South African Clergy on Pope Francis: Congrats on 5 Years!
Today marks the five-year anniversary of Pope Francis’ pontificate. Born and raised in Buenos Aires, Argentina, he made history in 2013 when he became the first non-European pope in over 1000 years, the first Jesuit pope, and the first pope to come from the Southern Hemisphere.
Since his election, the pope has enjoyed immense popularity among Catholics and non-Catholics alike, due to his humility, his ability to communicate on a colloquial level, his diplomatic efforts, and his working towards making the Church more welcoming.
Pope Francis’ concern for those living in poverty is especially noteworthy: it has become a significant theme of his papacy, and he has urged Catholics to devote more time to the alleviation of poverty.
“In the poor, we find the presence of Jesus, who — although rich — became poor,” the pope said on the first World Day for the Poor last year. Because of this, “in their weakness, a saving power is present. And if in the eyes of the world they have little value, they are the ones who open to us the way to heaven.”
South African Church leaders have offered their congratulations to the pope for reaching this milestone as well as thoughts on his tenure and achievements thus far.
Cardinal Wilfrid Napier
“In many ways, Pope Francis has exceeded my expectations,” said Cardinal Wilfrid Napier, archbishop of Durban.
“He not only set about reforming the Church as mandated, but he also made sure that the reform would be carried out by a structure, and so would not depend on the goodwill of even well-disposed and supportive individual heads of dicasteries.”
Fr Chris Chatteris
Fr Chris Chatteris SJ of the Jesuit Institute said Pope Francis comes from a tradition of a preferential option for the poor, and the poor are the majority of the Church.
“This has had the effect of putting on the backburner some of the issues dear to the Church in the developed world of the United States and Europe.
“I think ordinary people really appreciate having a pope who is filled with pastoral concern and compassion.
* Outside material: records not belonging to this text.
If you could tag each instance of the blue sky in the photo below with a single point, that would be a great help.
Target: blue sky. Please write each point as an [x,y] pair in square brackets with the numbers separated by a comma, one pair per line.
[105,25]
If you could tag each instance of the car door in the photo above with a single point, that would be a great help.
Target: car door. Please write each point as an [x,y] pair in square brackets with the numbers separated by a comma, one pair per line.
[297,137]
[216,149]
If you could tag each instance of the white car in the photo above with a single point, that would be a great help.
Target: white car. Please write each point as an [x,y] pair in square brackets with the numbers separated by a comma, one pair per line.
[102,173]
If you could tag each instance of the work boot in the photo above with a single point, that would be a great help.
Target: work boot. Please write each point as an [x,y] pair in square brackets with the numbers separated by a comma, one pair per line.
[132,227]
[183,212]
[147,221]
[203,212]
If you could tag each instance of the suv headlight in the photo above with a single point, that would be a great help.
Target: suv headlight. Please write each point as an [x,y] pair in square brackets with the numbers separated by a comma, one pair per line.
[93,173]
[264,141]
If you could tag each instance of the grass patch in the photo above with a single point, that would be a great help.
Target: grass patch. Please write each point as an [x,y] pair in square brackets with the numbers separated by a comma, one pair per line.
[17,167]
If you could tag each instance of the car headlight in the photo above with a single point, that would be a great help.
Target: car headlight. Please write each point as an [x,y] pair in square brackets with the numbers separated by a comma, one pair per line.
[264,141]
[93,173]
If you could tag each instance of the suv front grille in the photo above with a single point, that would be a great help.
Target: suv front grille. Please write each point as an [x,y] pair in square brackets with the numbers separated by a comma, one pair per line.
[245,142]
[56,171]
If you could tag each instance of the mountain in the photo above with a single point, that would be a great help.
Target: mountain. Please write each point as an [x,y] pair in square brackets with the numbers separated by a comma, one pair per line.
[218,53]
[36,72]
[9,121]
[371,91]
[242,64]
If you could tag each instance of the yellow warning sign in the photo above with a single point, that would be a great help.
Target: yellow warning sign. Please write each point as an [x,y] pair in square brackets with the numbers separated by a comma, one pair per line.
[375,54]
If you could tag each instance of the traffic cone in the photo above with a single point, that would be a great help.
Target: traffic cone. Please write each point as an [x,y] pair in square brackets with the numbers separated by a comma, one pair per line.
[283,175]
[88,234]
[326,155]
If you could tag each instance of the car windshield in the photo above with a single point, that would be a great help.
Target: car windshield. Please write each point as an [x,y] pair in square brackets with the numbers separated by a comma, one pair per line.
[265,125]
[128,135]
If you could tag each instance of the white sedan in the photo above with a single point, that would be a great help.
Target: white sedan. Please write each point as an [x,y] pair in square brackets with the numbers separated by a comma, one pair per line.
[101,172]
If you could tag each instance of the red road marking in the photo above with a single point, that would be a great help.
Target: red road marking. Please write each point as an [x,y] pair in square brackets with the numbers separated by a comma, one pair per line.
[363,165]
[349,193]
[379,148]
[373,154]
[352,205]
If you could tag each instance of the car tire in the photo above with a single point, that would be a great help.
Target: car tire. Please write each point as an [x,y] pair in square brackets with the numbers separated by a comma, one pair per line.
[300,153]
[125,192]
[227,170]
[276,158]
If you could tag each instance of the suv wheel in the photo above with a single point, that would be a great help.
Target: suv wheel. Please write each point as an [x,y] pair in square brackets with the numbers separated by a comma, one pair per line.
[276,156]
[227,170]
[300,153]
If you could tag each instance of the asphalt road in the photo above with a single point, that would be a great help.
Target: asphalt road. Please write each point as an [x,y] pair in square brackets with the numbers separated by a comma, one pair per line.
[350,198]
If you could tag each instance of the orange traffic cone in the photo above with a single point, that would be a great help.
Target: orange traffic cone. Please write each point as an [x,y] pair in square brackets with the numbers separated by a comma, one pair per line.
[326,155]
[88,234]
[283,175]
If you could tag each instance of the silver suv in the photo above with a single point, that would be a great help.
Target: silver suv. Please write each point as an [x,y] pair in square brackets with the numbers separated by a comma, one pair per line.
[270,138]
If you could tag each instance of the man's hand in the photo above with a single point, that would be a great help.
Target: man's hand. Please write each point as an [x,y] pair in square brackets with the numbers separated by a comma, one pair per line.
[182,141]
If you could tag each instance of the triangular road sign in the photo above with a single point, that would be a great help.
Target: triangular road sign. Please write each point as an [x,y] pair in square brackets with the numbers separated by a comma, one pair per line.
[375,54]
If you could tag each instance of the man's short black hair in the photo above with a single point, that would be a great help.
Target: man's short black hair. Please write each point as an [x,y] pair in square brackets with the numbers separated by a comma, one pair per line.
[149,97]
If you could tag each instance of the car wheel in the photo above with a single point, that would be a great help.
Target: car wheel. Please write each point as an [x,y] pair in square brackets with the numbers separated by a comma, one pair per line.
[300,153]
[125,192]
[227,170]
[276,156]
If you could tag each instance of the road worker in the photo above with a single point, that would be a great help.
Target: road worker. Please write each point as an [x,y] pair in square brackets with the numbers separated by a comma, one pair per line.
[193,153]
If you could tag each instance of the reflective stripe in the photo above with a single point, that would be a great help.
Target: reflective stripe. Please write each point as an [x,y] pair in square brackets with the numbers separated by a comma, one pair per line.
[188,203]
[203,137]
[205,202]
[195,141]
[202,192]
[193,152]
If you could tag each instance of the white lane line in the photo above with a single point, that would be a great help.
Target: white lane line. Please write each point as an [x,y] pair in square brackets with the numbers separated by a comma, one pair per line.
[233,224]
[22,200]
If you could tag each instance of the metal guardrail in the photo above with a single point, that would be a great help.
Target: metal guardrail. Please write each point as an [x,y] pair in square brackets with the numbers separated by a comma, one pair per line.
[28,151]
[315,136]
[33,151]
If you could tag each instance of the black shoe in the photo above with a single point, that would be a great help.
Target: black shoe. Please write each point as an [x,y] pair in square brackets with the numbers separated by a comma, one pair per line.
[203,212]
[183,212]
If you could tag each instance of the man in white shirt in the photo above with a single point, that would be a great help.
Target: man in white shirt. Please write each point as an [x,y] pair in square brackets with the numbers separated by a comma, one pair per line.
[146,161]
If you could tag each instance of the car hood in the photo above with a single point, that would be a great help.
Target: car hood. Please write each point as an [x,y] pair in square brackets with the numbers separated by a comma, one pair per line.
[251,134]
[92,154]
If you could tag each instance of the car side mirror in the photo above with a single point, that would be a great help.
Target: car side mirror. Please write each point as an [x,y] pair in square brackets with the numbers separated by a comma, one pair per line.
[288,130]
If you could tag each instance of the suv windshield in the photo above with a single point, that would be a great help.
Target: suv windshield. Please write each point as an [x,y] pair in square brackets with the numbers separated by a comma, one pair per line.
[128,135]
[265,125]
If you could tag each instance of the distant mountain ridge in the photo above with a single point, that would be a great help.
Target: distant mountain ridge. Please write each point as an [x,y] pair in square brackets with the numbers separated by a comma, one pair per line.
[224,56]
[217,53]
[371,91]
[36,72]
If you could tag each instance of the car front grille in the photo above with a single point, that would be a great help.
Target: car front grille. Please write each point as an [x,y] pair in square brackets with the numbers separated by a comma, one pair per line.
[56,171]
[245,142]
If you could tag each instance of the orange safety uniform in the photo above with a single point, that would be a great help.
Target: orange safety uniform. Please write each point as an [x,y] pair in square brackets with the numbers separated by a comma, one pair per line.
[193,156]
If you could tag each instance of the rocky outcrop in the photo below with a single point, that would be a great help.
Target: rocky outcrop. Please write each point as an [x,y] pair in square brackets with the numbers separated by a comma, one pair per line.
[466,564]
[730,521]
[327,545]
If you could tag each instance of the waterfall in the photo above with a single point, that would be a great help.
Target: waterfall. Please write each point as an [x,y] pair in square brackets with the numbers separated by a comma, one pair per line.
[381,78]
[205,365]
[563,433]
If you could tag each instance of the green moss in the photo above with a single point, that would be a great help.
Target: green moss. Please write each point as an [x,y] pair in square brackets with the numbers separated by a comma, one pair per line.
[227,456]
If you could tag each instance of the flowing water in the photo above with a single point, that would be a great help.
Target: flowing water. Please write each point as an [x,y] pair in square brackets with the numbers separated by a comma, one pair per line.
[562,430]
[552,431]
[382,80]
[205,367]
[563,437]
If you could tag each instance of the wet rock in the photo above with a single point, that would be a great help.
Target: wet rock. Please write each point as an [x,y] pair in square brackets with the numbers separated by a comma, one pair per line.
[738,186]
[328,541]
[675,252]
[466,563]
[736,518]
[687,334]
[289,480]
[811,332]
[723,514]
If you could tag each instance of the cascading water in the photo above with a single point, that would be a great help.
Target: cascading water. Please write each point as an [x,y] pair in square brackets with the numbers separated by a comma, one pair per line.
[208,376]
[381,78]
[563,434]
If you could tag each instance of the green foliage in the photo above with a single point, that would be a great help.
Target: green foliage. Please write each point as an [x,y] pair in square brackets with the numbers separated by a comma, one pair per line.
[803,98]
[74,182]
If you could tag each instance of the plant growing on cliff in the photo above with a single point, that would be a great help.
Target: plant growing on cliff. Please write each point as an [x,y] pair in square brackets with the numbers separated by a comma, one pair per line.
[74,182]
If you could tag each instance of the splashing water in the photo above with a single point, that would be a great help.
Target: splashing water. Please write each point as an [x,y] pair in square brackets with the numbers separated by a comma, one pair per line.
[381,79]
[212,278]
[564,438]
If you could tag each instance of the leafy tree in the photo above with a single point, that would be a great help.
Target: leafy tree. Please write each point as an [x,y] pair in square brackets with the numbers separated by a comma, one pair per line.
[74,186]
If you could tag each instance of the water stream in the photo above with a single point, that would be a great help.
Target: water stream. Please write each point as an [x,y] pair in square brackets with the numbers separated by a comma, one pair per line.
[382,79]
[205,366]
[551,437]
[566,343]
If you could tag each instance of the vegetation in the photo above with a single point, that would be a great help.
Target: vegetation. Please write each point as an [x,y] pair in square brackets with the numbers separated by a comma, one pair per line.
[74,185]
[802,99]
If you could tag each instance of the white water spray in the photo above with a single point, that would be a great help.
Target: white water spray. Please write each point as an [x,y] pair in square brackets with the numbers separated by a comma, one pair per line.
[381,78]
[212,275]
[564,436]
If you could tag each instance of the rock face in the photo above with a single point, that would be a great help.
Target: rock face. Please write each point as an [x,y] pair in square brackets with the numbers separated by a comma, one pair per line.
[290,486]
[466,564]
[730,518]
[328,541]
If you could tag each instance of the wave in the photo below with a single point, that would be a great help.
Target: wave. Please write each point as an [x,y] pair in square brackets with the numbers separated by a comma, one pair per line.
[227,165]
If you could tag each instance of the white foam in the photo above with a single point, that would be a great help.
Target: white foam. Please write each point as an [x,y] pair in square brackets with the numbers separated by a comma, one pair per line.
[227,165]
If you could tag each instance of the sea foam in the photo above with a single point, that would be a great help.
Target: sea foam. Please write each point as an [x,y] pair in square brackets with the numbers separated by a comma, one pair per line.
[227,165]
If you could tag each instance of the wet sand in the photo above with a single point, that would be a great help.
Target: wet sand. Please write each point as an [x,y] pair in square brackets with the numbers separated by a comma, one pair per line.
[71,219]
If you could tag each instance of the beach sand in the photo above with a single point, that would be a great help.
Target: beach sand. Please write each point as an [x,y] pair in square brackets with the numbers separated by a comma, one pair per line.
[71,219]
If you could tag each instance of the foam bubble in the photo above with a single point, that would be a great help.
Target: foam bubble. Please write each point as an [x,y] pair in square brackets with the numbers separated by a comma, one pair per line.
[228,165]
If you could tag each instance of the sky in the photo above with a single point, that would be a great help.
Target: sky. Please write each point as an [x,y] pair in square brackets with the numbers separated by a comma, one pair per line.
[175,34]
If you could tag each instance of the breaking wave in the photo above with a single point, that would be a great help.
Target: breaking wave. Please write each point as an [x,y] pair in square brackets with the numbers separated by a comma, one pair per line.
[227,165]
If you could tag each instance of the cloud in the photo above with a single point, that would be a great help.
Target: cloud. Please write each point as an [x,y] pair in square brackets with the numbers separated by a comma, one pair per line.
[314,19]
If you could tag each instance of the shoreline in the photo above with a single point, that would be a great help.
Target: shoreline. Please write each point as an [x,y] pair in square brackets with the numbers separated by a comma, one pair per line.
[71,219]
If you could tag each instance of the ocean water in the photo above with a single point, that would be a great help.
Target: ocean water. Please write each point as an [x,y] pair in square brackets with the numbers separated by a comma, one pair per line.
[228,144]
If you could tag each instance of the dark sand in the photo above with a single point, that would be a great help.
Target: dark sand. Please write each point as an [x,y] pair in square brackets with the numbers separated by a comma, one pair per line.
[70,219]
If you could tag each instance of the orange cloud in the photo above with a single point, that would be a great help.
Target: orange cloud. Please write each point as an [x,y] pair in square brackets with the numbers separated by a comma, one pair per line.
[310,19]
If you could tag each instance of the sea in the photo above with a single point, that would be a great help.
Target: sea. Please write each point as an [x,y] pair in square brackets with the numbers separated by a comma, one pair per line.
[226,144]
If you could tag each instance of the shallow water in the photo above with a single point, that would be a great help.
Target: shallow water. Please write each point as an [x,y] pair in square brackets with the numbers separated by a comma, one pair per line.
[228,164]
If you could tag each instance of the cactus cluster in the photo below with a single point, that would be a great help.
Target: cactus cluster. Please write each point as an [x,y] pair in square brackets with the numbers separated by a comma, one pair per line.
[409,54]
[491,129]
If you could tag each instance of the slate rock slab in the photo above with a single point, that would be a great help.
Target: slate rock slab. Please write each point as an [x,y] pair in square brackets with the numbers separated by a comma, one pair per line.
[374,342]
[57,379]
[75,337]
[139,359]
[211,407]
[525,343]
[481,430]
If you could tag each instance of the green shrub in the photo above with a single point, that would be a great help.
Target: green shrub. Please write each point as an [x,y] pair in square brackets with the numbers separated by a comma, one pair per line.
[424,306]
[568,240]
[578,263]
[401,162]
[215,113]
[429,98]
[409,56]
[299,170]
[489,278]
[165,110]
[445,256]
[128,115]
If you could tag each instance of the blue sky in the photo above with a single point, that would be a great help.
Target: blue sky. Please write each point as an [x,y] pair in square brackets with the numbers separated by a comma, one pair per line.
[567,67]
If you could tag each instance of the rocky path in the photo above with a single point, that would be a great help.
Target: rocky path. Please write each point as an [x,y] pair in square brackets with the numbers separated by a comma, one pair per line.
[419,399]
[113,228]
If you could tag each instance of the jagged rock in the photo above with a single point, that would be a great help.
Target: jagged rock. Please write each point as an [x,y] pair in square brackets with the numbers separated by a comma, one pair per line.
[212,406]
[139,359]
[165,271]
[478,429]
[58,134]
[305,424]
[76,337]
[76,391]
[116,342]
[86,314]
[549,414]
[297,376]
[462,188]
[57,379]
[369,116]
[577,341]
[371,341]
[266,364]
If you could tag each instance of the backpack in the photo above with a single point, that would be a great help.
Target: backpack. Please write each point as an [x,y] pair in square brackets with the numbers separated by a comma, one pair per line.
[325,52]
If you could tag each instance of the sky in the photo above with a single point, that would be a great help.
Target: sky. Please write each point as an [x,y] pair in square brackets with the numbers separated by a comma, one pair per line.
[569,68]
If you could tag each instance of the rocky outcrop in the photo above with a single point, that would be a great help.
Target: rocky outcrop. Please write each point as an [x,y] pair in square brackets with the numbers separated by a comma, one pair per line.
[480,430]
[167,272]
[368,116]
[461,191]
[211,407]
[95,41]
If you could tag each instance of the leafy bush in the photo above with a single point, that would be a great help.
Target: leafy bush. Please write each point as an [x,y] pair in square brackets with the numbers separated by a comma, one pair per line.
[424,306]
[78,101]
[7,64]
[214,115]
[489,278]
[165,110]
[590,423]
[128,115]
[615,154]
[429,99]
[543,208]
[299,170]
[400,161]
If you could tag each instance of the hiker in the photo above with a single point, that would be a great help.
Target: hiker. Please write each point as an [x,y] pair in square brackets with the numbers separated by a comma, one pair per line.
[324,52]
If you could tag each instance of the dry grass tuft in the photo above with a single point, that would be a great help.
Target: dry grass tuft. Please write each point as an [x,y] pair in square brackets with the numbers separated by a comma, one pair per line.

They don’t necessarily read his documents, but they can sense that here is a man who is truly concerned about them,” Fr Chatteris added.
Fr Ralph de Hahn
Veteran media priest Fr Ralph de Hahn commended the pope for being “fearless in attacking the frigid, static, legalistic Church of Rome, just as Jesus attacked the Pharisees for their legalism”.
“He spoke harshly against those in the conservative camp who, adorned with titles and rich garments, stifle the flow of compassion and relief to the poor,” said Fr de Hahn.
Although there have been times when Pope Francis has lacked diplomacy, he noted, the pope has never lacked sincerity and love.
“He is considered by millions to be bold, outspoken and adventurous, but not stupid,” said Fr de Hahn.
Archbishop William Slattery
Archbishop William Slattery of Pretoria described Pope Francis as an “accessible person”.
“I think the pope has had a huge and positive impact on the presence of the Catholic Church today,” the archbishop said. “I am impressed by the emphases which have emerged from his papacy: mercy, tenderness, humility, service and closeness to people.”
He added: “On his visits, the pope gives special place to the poor and the prisoners. His actions have been dramatic and have drawn attention to where there is poverty, marginalisation and migration.”
Archbishop Slattery praised the pope for highlighting the importance of family, a topic Pope Francis explores in his apostolic exhortation Amoris Laetitia (On Love in the Family).
He also lauded the pope for calling on Catholics to live their baptism and evangelise.
“He emphasises the spiritual foundation of the Church found in the Gospel and in the person of Jesus,” the archbishop said.
Pope Francis, the above clergy believe, has accomplished a great deal during his five-year papacy, cementing his legacy in the Church, a legacy rich in hope, fidelity and mercy.